Study of switching behavior in differential dual spin valves reveals the role of interlayer couplings
Spin valves are essential building blocks in the magnetic sensors of read heads in hard disk drives. They consist of two magnetic layers separated by a non-magnetic layer and act as valves for electrons depending on the relative alignment of the magnetization (spin) in the magnetic layers. With the continuous push to boost the storage density of disk drives, it has become increasingly important to shield each individual sensor from the magnetic flux of adjacent bits. However, the current approach of placing the read sensor between two magnetic shields limits the resolution with which information can be packed.
To circumvent this issue, a read sensor using a 'differential dual spin valve' (DDSV) was previously proposed by Guchang Han and co-workers at the A*STAR Data Storage Institute. Based on two spin valves separated by a gap layer, it is not influenced by uniform magnetic fields (unlike single spin valve read sensors) but on field gradients. As Han explains, the packing resolution is thereby no longer limited by the magnetic shield-to-shield spacing, but by the thickness of the two active layers in the spin valves (called free layers) and the gap layer separating them.

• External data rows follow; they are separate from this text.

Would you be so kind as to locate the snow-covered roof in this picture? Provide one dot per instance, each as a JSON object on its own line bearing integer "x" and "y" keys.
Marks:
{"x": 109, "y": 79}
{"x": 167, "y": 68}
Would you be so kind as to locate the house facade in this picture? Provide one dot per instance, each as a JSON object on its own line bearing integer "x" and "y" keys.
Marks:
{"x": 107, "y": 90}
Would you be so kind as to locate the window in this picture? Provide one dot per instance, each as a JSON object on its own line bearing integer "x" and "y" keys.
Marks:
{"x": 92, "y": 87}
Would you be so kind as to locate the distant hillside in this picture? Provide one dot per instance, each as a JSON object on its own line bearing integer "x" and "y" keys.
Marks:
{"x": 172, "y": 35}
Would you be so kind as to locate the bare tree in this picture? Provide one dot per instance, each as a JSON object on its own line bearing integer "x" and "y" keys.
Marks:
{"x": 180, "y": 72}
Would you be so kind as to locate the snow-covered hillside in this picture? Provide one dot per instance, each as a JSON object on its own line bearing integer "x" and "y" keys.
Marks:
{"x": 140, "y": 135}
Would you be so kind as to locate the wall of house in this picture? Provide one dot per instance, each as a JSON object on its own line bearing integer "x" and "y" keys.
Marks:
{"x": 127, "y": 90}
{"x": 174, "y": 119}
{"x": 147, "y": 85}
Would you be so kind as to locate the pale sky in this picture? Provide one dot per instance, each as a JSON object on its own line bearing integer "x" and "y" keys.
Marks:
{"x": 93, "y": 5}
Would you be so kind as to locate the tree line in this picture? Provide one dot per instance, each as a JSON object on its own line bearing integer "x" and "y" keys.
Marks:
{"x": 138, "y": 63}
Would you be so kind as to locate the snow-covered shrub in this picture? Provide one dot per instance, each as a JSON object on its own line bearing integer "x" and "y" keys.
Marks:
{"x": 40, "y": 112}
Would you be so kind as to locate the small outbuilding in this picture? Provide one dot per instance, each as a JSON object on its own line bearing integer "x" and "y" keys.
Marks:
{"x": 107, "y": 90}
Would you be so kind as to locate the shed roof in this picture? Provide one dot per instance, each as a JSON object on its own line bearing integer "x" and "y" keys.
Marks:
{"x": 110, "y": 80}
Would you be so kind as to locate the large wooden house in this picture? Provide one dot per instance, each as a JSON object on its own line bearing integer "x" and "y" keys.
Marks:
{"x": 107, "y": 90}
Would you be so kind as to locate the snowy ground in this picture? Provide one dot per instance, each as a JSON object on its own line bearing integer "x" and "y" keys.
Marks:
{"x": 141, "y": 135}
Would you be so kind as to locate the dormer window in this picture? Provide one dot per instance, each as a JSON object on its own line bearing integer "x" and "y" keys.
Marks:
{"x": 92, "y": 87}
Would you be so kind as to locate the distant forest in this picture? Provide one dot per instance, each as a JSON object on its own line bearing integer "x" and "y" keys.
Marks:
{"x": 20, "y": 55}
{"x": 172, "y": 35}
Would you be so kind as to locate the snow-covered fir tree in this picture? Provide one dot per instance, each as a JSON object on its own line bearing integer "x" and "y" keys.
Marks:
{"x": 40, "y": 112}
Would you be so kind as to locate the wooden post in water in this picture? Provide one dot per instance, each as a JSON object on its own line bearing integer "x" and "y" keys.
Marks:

In a significant step in understanding how the reading performance of DDSVs is affected by further downscaling of the device dimensions, Han and his colleagues have now systematically studied the magnetic interactions between the free layers as a function of their thicknesses as well as the gap layer material and thickness.

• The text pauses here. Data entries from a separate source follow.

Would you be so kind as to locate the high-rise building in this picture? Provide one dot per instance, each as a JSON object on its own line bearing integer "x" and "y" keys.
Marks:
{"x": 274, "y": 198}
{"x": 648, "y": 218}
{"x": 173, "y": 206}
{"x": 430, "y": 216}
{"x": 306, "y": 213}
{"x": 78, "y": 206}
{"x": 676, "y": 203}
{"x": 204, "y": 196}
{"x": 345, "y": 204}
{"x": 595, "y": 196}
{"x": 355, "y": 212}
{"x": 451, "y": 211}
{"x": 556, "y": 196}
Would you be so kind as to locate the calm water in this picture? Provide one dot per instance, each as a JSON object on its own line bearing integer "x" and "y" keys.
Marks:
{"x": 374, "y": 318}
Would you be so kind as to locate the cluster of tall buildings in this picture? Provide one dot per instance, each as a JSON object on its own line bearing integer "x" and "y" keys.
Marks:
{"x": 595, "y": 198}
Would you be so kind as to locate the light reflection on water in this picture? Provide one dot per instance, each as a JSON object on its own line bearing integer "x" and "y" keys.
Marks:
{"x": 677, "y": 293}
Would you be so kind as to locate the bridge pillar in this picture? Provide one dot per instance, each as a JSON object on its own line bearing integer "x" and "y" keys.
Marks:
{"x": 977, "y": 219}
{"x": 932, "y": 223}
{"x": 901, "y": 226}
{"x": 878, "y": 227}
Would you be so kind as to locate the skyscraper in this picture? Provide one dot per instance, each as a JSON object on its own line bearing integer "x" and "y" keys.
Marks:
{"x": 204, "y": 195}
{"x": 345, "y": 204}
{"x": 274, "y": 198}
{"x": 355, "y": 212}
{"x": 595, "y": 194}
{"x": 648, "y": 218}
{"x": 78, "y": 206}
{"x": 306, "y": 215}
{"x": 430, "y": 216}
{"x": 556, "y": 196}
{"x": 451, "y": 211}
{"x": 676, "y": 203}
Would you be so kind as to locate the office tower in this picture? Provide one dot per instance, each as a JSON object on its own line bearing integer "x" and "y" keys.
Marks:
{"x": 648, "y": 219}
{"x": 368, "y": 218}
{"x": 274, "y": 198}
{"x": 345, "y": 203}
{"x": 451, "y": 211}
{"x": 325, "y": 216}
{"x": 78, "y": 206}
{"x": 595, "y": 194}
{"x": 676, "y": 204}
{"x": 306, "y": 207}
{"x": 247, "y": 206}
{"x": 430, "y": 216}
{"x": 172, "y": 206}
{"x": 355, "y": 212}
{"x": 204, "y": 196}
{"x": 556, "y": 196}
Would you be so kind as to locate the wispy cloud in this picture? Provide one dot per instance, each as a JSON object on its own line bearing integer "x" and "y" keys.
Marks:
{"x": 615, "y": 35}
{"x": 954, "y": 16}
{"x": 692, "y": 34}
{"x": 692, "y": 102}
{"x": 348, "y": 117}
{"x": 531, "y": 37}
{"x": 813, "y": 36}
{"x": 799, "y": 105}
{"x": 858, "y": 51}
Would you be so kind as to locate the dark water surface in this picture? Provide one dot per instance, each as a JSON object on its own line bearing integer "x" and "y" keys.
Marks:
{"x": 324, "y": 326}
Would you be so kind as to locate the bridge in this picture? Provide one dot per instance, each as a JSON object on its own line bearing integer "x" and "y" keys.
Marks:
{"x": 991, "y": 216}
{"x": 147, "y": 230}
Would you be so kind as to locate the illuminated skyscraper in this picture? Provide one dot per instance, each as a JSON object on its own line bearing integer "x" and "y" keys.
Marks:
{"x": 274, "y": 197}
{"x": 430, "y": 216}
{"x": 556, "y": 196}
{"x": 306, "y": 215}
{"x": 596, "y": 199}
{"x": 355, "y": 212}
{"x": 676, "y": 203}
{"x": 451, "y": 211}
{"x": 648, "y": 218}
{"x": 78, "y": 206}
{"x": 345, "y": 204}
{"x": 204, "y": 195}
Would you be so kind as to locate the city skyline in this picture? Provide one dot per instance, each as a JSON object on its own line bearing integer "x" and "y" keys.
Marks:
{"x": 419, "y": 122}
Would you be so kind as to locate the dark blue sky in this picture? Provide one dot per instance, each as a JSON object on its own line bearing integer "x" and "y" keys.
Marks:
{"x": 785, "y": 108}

There are mainly two types of interlayer interactions between the two free layers, says Han. One is a magnetostatic interaction, which propagates along the edges of the device. The other is mediated through the gap layer by either free electrons (the so-called RKKY interaction) or magnetic poles formed at the rough interfaces between the gap and free layers (Néel coupling).

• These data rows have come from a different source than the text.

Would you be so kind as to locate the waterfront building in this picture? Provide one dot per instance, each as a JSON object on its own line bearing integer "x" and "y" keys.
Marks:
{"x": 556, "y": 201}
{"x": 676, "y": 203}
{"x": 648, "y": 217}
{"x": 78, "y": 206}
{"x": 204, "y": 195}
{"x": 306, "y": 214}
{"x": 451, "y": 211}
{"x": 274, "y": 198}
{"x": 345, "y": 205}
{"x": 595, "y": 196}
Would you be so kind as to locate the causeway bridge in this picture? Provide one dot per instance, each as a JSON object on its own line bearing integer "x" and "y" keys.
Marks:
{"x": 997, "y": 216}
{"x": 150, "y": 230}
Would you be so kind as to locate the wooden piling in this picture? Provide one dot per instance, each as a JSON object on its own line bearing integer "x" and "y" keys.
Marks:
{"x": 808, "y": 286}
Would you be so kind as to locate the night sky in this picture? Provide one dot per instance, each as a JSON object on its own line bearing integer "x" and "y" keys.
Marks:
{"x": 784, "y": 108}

While the Néel coupling is always ferromagnetic, thus favoring parallel alignment of the magnetizations in the free layers, the RKKY interaction can be either ferro- or antiferromagnetic , depending on the gap layer thickness and material. From a DDSV working principle, it is desirable to have the two free layers couple antiferromagnetically, notes Han.
For patterned DDSV samples, the researchers showed that the magnetostatic edge coupling dominates the switching behavior. In contrast, for thin-film samples, it is governed by a competition between the RKKY and Néel coupling, which can be controlled by the appropriate choice of gap material and thickness on the nanoscale.